TestWorkflowMutableStateImpl - race condition between TimerFired event and CancelTimer command
processCancelTimer throws invalid_argument exception here if timer is null this timer however would have been already removed if this same workflow task receives a TIMER_FIRED event for this same timer:
https://github.com/temporalio/sdk-java/blob/master/temporal-test-server/src/main/java/io/temporal/internal/testservice/TestWorkflowMutableStateImpl.java#L1437
I think on cancel command, we should only throw if we check first that if timer is null if it was actually removed in same workflow task.

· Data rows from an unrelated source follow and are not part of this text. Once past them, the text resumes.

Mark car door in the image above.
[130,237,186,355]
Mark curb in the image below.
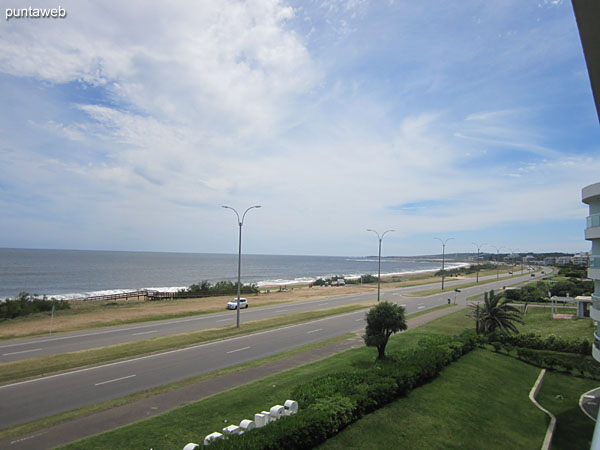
[529,369,556,450]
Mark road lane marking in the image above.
[94,374,135,386]
[2,348,41,356]
[10,431,47,445]
[0,308,404,391]
[132,330,158,336]
[226,347,250,354]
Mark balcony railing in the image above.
[587,214,600,228]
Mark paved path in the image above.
[0,273,544,363]
[0,305,465,450]
[579,388,600,421]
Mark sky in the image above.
[0,0,600,256]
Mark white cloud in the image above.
[0,0,600,254]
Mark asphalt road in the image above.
[0,268,548,428]
[0,268,529,364]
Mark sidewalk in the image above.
[0,305,465,450]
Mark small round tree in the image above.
[363,302,406,360]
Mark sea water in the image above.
[0,249,461,299]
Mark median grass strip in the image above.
[0,333,355,440]
[537,371,598,450]
[319,350,546,450]
[0,301,374,382]
[58,322,546,450]
[0,305,452,440]
[62,314,468,449]
[403,272,536,300]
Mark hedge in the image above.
[517,348,600,380]
[490,333,592,355]
[210,331,482,450]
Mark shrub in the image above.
[210,333,479,450]
[0,292,71,320]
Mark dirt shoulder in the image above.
[0,272,484,340]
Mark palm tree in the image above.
[469,291,523,336]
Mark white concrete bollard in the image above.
[270,405,285,420]
[223,425,241,434]
[254,413,269,428]
[240,419,256,431]
[283,400,298,416]
[204,431,223,445]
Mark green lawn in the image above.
[55,302,593,450]
[537,372,600,450]
[319,350,547,450]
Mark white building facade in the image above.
[581,183,600,361]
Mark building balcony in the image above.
[590,307,600,322]
[585,214,600,240]
[592,345,600,361]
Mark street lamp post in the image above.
[434,238,454,291]
[490,245,504,279]
[222,205,262,328]
[509,248,519,277]
[367,228,396,301]
[473,242,487,283]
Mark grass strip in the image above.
[402,279,528,300]
[0,305,452,439]
[537,371,598,450]
[57,317,474,450]
[58,311,546,450]
[0,333,354,440]
[319,350,546,450]
[0,301,374,382]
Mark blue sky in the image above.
[0,0,600,255]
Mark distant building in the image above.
[573,252,590,266]
[556,256,573,266]
[581,183,600,361]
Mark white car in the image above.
[227,297,248,309]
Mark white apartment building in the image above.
[581,183,600,361]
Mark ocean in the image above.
[0,249,462,299]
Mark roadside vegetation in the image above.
[0,264,510,340]
[0,302,373,383]
[0,292,71,323]
[57,294,596,450]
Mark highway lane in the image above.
[0,268,548,428]
[0,268,544,363]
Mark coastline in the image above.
[32,262,470,301]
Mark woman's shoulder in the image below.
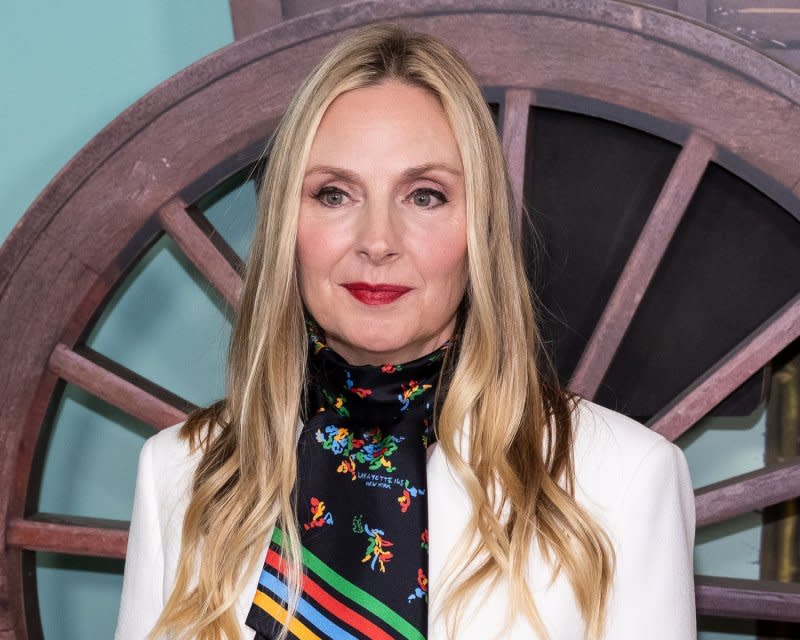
[139,420,208,502]
[573,398,688,509]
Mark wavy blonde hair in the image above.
[150,23,614,640]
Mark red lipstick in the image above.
[342,282,411,304]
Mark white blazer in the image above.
[115,400,697,640]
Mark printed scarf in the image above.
[247,324,452,640]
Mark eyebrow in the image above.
[305,162,462,182]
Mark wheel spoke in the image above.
[695,576,800,622]
[6,513,129,558]
[158,198,242,308]
[503,88,533,228]
[647,294,800,440]
[569,133,715,398]
[48,344,193,429]
[229,0,284,40]
[695,458,800,527]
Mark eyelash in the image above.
[311,187,448,209]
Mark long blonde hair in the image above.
[151,23,614,640]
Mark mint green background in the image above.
[0,0,764,640]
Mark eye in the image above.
[311,187,347,207]
[411,188,447,209]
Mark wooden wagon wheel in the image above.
[0,0,800,639]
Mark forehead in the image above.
[309,80,461,168]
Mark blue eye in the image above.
[411,188,447,209]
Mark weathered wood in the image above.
[158,199,242,308]
[678,0,708,22]
[569,133,715,398]
[229,0,283,40]
[647,294,800,440]
[48,344,192,429]
[708,0,800,48]
[7,513,129,558]
[0,0,800,640]
[695,576,800,622]
[503,88,533,227]
[695,458,800,527]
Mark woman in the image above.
[116,24,695,640]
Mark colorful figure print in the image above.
[344,371,372,398]
[353,516,394,573]
[408,569,428,602]
[397,480,425,513]
[316,424,405,473]
[336,456,356,480]
[303,498,333,531]
[322,389,350,418]
[397,380,433,411]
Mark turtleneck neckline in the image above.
[306,322,455,446]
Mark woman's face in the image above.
[297,81,467,365]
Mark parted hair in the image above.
[150,23,614,640]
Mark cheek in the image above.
[421,230,467,300]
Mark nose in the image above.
[355,202,402,265]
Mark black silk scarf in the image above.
[247,324,452,640]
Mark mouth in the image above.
[342,282,411,305]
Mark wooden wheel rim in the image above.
[0,0,800,638]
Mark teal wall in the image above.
[0,0,764,640]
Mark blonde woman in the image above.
[116,24,695,640]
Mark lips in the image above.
[342,282,411,305]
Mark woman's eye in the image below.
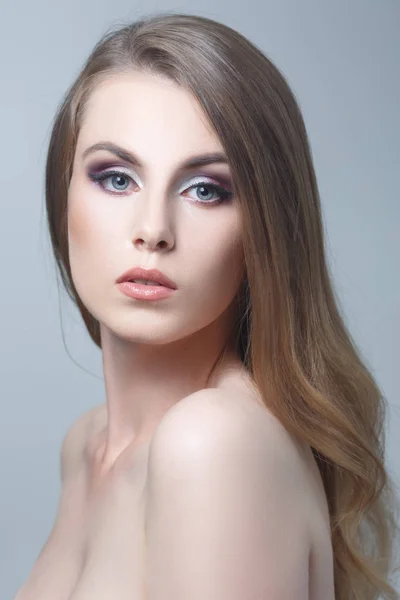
[89,171,133,195]
[88,171,233,204]
[187,181,232,204]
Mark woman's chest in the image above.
[15,448,147,600]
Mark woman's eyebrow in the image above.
[82,142,228,170]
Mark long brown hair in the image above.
[46,12,398,600]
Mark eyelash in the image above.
[88,170,233,205]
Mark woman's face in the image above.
[68,73,245,344]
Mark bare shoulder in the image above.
[149,388,310,481]
[60,403,106,481]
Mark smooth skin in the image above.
[16,73,334,600]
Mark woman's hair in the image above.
[46,12,398,600]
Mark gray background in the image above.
[0,0,400,599]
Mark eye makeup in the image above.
[87,160,233,205]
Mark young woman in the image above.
[16,13,396,600]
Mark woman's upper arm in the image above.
[146,392,309,600]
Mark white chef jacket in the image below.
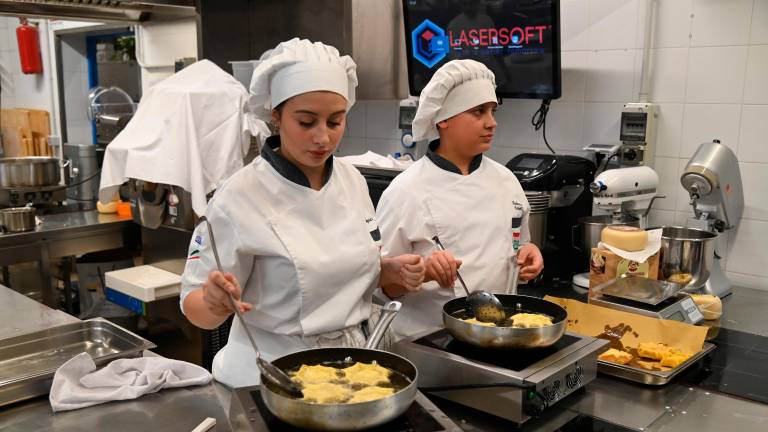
[376,140,530,338]
[181,137,380,387]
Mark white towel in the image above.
[50,352,213,411]
[99,60,254,215]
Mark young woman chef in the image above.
[376,60,544,337]
[181,39,425,387]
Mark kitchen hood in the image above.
[0,0,197,23]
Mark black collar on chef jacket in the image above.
[427,139,483,174]
[261,135,333,187]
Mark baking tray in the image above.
[0,318,156,406]
[593,277,683,306]
[597,342,715,386]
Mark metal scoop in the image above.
[198,216,304,398]
[432,236,506,325]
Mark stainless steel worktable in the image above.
[0,210,133,305]
[0,285,231,432]
[0,288,768,432]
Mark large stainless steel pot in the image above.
[0,156,61,188]
[261,302,418,431]
[443,294,568,349]
[648,227,717,289]
[0,207,35,232]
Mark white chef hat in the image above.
[412,59,497,141]
[248,38,357,121]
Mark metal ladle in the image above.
[432,236,506,325]
[198,216,304,398]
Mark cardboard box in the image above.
[589,248,659,288]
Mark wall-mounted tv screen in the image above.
[403,0,561,99]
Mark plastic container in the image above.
[229,60,258,88]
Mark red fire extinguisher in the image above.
[16,18,43,74]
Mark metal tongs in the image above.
[432,236,507,326]
[198,216,304,398]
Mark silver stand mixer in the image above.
[680,140,744,297]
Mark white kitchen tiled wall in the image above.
[341,0,768,290]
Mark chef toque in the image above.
[412,60,497,141]
[249,38,357,121]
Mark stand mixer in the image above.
[572,166,663,289]
[589,166,663,228]
[680,140,744,297]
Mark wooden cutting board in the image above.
[0,108,53,157]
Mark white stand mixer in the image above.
[589,166,662,228]
[573,166,663,288]
[680,140,744,297]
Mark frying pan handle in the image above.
[365,301,403,349]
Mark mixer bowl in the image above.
[648,227,717,290]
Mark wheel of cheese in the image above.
[96,201,117,213]
[691,294,723,320]
[600,225,648,252]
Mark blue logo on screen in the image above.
[411,20,450,68]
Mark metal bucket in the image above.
[648,227,717,289]
[0,156,61,188]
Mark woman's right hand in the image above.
[203,271,253,317]
[427,251,461,288]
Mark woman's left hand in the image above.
[517,243,544,281]
[380,254,427,291]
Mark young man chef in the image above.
[181,39,424,387]
[376,60,544,337]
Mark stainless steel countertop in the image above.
[0,210,133,248]
[0,286,768,432]
[0,285,80,344]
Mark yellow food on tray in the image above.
[342,362,391,386]
[667,273,693,285]
[462,317,496,327]
[597,348,634,364]
[293,365,339,385]
[347,386,395,403]
[509,313,552,328]
[637,342,669,360]
[661,350,691,368]
[637,360,669,371]
[301,383,352,404]
[637,342,691,370]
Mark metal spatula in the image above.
[432,236,506,325]
[198,216,304,398]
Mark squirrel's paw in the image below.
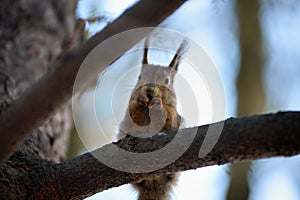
[137,95,148,107]
[149,98,167,122]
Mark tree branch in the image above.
[0,0,186,166]
[0,112,300,199]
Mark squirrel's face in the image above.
[131,64,176,109]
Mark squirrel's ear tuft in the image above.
[142,36,149,65]
[169,39,189,71]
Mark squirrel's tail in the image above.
[132,173,179,200]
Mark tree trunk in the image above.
[0,0,78,199]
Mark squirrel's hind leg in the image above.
[132,173,179,200]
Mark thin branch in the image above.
[8,112,300,199]
[0,0,186,166]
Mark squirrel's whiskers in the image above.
[118,38,187,200]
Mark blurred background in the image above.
[69,0,300,200]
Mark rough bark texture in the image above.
[0,0,185,199]
[0,0,186,165]
[0,0,76,199]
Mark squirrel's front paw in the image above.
[137,95,148,107]
[149,98,162,109]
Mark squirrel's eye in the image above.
[165,78,170,85]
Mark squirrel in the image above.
[118,37,187,200]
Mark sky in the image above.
[77,0,300,200]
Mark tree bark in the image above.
[0,112,300,199]
[0,0,185,199]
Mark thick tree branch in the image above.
[0,112,300,199]
[0,0,186,165]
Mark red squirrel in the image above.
[118,38,187,200]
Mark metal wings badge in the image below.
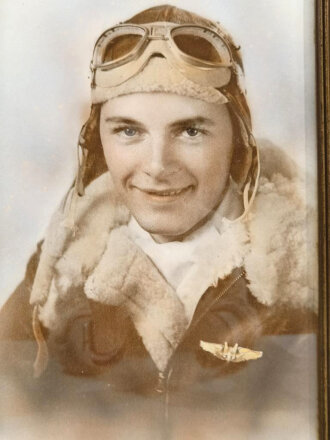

Issue does not allow workflow in test to complete / make progress.
Full error can look like:
[Workflow Executor taskQueue="flakyservice", namespace="default": 1] WARN io.temporal.internal.worker.WorkflowWorker - Failure while reporting workflow progress to the server. If seen continuously the workflow might be stuck. WorkflowId=flaky, RunId=6d9e3f8a-7a73-4aaf-8cdd-02a3cee750f1, startedEventId=22 io.grpc.StatusRuntimeException: INVALID_ARGUMENT: invalid history builder state for action at io.grpc.stub.ClientCalls.toStatusRuntimeException(ClientCalls.java:268) at io.grpc.stub.ClientCalls.getUnchecked(ClientCalls.java:249) at io.grpc.stub.ClientCalls.blockingUnaryCall(ClientCalls.java:167) at io.temporal.api.workflowservice.v1.WorkflowServiceGrpc$WorkflowServiceBlockingStub.respondWorkflowTaskCompleted(WorkflowServiceGrpc.java:6079) at io.temporal.internal.worker.WorkflowWorker$TaskHandlerImpl.lambda$sendTaskCompleted$0(WorkflowWorker.java:557) at io.temporal.internal.retryer.GrpcSyncRetryer.retry(GrpcSyncRetryer.java:49) at io.temporal.internal.retryer.GrpcRetryer.retryWithResult(GrpcRetryer.java:40) at io.temporal.internal.worker.WorkflowWorker$TaskHandlerImpl.sendTaskCompleted(WorkflowWorker.java:552) at io.temporal.internal.worker.WorkflowWorker$TaskHandlerImpl.handle(WorkflowWorker.java:409) at io.temporal.internal.worker.WorkflowWorker$TaskHandlerImpl.handle(WorkflowWorker.java:336) at io.temporal.internal.worker.PollTaskExecutor.lambda$process$1(PollTaskExecutor.java:76) at java.base/java.util.concurrent.ThreadPoolExecutor.runWorker(ThreadPoolExecutor.java:1144) at java.base/java.util.concurrent.ThreadPoolExecutor$Worker.run(ThreadPoolExecutor.java:642) at java.base/java.lang.Thread.run(Thread.java:1583)
Still working on a reliable test for this. @Quinn-With-Two-Ns ping me and can point you to slack there where there is a reproduce that you may need to run a number of times to run into this.